Why This Matters for Pentesters

For those of us conducting red team engagements or bug bounty research, this is a vital reminder to look beyond the application layer. When you are scoping an engagement, you are likely looking at the web interface, the mobile app, and the API. You are looking for Identification and Authentication Failures. But what happens when you ask the client about their "emergency" or "manual" account recovery processes?

Every organization has a "break-glass" procedure. Whether it is a bank, a cloud service provider, or a SaaS platform, there is almost always a manual process designed to help users who have lost access to their primary authentication methods. These processes are the weakest link. They are often handled by customer support staff who are incentivized to be helpful rather than suspicious.

During a test, map out these administrative backdoors. If you can identify a process that allows a user to bypass MFA or gain account access through a support ticket, a physical form, or a phone call, you have found a high-impact vulnerability. The goal is to document the lack of verification controls. Does the bank verify the signature against a database? Do they send a confirmation email or SMS to the account holder before granting access? If the answer is no, you have a finding that is far more dangerous than a reflected XSS.

The Defensive Reality

Defending against this is difficult because it requires a fundamental shift in how organizations view trust. The researchers noted that the banks they tested were essentially operating on an "all-or-nothing" trust model. Once the paper form was accepted, the attacker was treated as a trusted user.

To mitigate this, organizations must implement strict notification and confirmation loops for any change in account access. If a PoA is added, the account holder must be notified immediately through multiple channels—email, SMS, and push notification—with a clear, one-click option to reject the change. Furthermore, access granted via manual processes should be restricted by default. There is no reason a power of attorney needs full, unrestricted access to ten years of transaction history or the ability to transfer large sums of money without additional, real-time authorization from the account owner.

Moving Forward

The research highlights a critical blind spot in our industry. We have become so focused on securing the digital perimeter that we have neglected the analog processes that underpin it. As we continue to push for more secure authentication, we must ensure that our manual recovery and administrative processes are not left behind.
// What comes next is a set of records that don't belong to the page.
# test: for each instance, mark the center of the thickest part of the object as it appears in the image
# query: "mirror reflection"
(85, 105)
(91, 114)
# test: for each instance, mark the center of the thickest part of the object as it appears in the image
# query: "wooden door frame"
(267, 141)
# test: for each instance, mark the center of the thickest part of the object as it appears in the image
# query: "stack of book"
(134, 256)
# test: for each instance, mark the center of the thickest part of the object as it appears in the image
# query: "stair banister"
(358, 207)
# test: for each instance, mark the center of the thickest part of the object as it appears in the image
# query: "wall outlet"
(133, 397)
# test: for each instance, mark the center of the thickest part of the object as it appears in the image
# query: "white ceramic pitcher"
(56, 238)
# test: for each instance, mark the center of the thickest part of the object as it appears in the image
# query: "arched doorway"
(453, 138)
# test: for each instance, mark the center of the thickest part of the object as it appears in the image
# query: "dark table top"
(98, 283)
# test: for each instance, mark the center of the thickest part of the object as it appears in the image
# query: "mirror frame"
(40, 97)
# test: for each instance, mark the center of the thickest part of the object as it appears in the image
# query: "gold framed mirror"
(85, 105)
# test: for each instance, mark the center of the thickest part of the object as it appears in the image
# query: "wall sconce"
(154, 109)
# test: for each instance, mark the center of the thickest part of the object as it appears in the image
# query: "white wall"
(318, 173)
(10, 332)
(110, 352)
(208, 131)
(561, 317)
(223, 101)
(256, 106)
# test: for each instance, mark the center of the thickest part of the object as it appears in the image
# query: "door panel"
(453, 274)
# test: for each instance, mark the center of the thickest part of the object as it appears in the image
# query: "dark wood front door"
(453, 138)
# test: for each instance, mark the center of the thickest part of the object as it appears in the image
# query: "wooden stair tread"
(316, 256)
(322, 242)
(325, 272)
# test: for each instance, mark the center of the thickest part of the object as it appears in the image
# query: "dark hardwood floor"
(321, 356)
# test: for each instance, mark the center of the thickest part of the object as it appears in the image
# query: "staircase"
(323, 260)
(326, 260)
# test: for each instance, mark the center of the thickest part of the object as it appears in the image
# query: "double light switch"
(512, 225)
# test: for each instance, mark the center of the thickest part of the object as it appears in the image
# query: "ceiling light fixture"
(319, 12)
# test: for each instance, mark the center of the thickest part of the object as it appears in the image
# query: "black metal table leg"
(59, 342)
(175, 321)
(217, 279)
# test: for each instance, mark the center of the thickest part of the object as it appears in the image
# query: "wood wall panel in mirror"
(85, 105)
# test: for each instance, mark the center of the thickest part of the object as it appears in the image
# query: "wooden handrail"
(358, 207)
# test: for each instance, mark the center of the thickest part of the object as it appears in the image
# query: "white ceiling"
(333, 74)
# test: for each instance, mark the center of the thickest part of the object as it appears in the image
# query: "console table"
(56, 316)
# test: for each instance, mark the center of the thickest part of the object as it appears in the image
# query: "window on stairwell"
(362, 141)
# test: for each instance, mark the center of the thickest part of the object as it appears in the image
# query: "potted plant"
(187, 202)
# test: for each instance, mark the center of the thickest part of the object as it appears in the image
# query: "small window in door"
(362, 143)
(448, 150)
If you are a researcher, start asking questions about these manual paths. If you are a founder or a security lead, audit your support and administrative workflows with the same rigor you apply to your production code. The next major breach might not come from a sophisticated exploit chain, but from a piece of paper that was never properly verified. Investigate your own organization's "break-glass" procedures today, because if you haven't tested them, you can be certain that someone else eventually will.